One last went to run away, screaming. He fell shot by Maglor's bow.


"That's that then," said Pippin, turning to face the Door. It was engraved with the picture-writing of the Sakharans, and had no visible means of entry.

"I have the feeling we've got us a magic door here," he said. "Leah, can you...?"

Leah stepped up. "'This Door the gate to the Darkness that comes in the fall of the Sun. May Seth rule all'" she read. "I cannot see any other message."

"All right, then," said Pippin. "Then if it's not magic, it's machinery." He stepped up to the engraving and began to run his fingers over the pictures. He paused. "Leah! Is this one 'door'?"

"Yes," said Leah.

"Got it," Pippin said, and pushed.

With a rumble the door rose. Inside was darkness.

"I'll get the torches," Brogar said.

"Hurry," said Maglor. "We do not have much time." He looked into the cloud, which seemed to be dissipating.

"The eclipse?" Pippin asked.

Maglor nodded. "In this very hour."

Brogar returned with lit torches. He took one, and Leah took one. Maglor drew his sword, which glowed.

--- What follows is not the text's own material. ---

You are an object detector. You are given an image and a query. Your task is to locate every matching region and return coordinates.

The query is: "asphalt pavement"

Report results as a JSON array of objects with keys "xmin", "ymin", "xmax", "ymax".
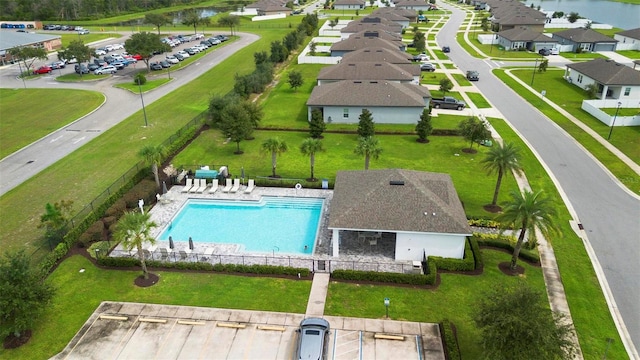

Pippin held nothing. He took a deep breath, puffing up his chest, and said, "Follow me." They crossed the threshold and entered the dark.


The wind died. The lightning dimmed, and the thunder failed. In the city, Obed looked up into the sky, which was beginning to clear--and yet was dim, as if it was late in the afternoon, and growing later.

"They have entered the Made Mountain," Poclis said.

Obed agreed. "The hour has arrived," he said.

In the heavens above, the limb of the Moon touched the edge of the Sun. Tilion had caught Arien and was pulling her into an embrace.

From the Stairway, the beam of the Dawnstar grew brighter.